There’s an old Simpsons episode where a supervillain is attempting to take over the world, and after he blows up a bridge near the United Nations, the following conversation ensues inside the UN.
“Maybe the bridge collapsed on its own.”
“We can’t take that chance.”
“You always say that. I want to take a chance.”
Well, folks, as you know (and have probably read about at length already), FIFA (see: Sepp Blatter and company) have taken that chance.
They’ve given the 2022 World Cup to Qatar, a sentence that on the surface doesn’t make a whole lot of sense. Hell, somewhere deep beneath the surface is doesn’t make much sense, either, does it?
But beyond the corruption and greed and the fact that Qatar’s average July high temperature is 115 degrees is a chance here.
There are probably more holes in the Qatar bid then there are actual citizens, and most of the stuff they’re planning to do seems like it’s straight from Leonardo DeCaprio in “Inception”. I’m not blind to those quite plain-to-see facts.
But to say that the United States has a better infrastructure? Thanks, Captain Obvious. We know the good old USA and its ginormous cookie-cutter football (de americano) stadiums are more than suited for a World Cup. Of course, they – or their ridiculously large newer equivalents – will be ready for 2026 or 2030 or 2130, too.
You can say soccer is just a game, and it is, but the World Cup – and everything that comes with it has turned into much, much more.
And after the relative success of the 2010 version in South Africa – which was full of questions and worries in the years prior – the coast was clear for FIFA to move further out on their limb.
Make no mistake, they’re pretty far out on that branch. Just look at these Qatar stadiums.
But there is more at stake than 21st century engineering the world has not seen before. There’s a chance here to make the world one.
Yea, yea, it’s ridiculously sentimental and a little hopeful. Sue me.
Incorporating the Middle East into the rest of the world won’t happen with a single soccer tournament. However, it may force the process to speed up a little faster than it might have otherwise.
By now, you’ve probably heard plenty about the country of Qatar (population 1.7 million, good for 148th biggest country in the world), and some of it is true.
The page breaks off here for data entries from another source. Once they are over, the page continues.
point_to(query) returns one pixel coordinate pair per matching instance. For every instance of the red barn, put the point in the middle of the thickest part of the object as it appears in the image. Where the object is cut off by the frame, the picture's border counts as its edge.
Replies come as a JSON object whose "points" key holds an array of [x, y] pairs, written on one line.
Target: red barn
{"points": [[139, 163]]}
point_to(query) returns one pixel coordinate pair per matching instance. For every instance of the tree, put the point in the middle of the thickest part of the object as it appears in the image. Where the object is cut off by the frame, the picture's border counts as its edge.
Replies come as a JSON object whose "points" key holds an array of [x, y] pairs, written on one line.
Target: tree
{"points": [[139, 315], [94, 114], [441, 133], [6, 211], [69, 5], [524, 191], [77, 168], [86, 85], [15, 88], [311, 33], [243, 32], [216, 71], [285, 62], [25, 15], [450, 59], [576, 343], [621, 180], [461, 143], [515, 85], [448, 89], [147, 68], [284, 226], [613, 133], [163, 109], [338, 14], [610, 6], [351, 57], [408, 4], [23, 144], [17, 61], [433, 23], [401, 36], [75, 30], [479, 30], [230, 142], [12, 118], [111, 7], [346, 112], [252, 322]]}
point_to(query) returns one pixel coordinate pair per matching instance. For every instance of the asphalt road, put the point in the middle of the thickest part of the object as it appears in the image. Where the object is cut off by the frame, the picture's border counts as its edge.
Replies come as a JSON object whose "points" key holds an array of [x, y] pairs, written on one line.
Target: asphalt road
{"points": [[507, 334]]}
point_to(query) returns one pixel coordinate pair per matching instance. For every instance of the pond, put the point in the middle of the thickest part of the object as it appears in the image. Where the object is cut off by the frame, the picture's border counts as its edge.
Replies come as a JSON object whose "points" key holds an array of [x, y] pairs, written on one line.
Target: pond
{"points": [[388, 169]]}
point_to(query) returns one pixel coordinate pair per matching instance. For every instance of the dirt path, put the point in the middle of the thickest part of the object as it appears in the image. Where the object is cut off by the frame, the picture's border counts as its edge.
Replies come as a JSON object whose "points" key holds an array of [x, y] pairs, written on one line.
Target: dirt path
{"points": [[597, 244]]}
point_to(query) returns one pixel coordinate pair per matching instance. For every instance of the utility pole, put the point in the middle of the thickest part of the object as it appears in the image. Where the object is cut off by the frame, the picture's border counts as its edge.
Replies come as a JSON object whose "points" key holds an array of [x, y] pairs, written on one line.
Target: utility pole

For instance, Qatar does have an archaic emirate-type government. Like many countries in the region, women are not exactly equal citizens. In fact, if you have a second, Google “Qatar women’s football” and see what you come up with (the ruling Emir, Hamad bin Khalifa Al Thani has three wives, by the way). Quite eye-opening.
A good part of the population of Qatar just works in the country, having come over from other parts of Asia, some of them toiling in conditions that have the attention of human rights activists all over the world, condemning Qatar’s lack of prosecution of things like forced labor.
It’s hard to defend Qatar on this front, except to say that maybe, just maybe this may be the catalyst to fix these things. Qatar did become the first Arab country in the Persian Gulf to give women the right to vote in ‘99 (yes, 1999, not 1899). Al-Thani – who heads the monarchy – has tried to move Qatar into the modern world, and this audacious World Cup bid shows how far he is willing to go.
It’s important to remember that this Qatar World Cup is not for another 12 years. Lots of things can happen in 12 years.
But we hope the buildup will allow things to change things on both sides. There is so much ignorance in the West – particularly the United States – about Islam and what it represents, that it sickens me. In fact, some of the ignorance I see every day on TV in this country sickens me.
It’s probably wise to point out at this point that the US (and its coalition) ran almost their entire Iraq War out of Doha. In Qatar. Where we still have a fairly sizable force located, because they have been very good to our military, and they have the second highest per capita Gross Domestic Product in the world.
On the other side, we have the Middle East, a mishmash of countries stuck in millenia past (particularly socially), trying desperately to find a way out without completely collapsing the fabric that they came from.
But some of that fabric has to go. I’m all for keeping your culture and religious freedom, however basic human rights are not something to be negotiated.
Hopefully, with the eyes of the world now on them, Qatar may become an example for not only the Middle East, but the rest of the developing world to follow.
If there is a place in the Middle East that can pull this off, it’s Qatar. They have the money, they have the power, they have everything they need.
Plenty could go wrong both in the actual coordination of everything in Qatar and the world surrounding it.
But it’s time to take a chance.
Let’s hope for the world’s sake, it works.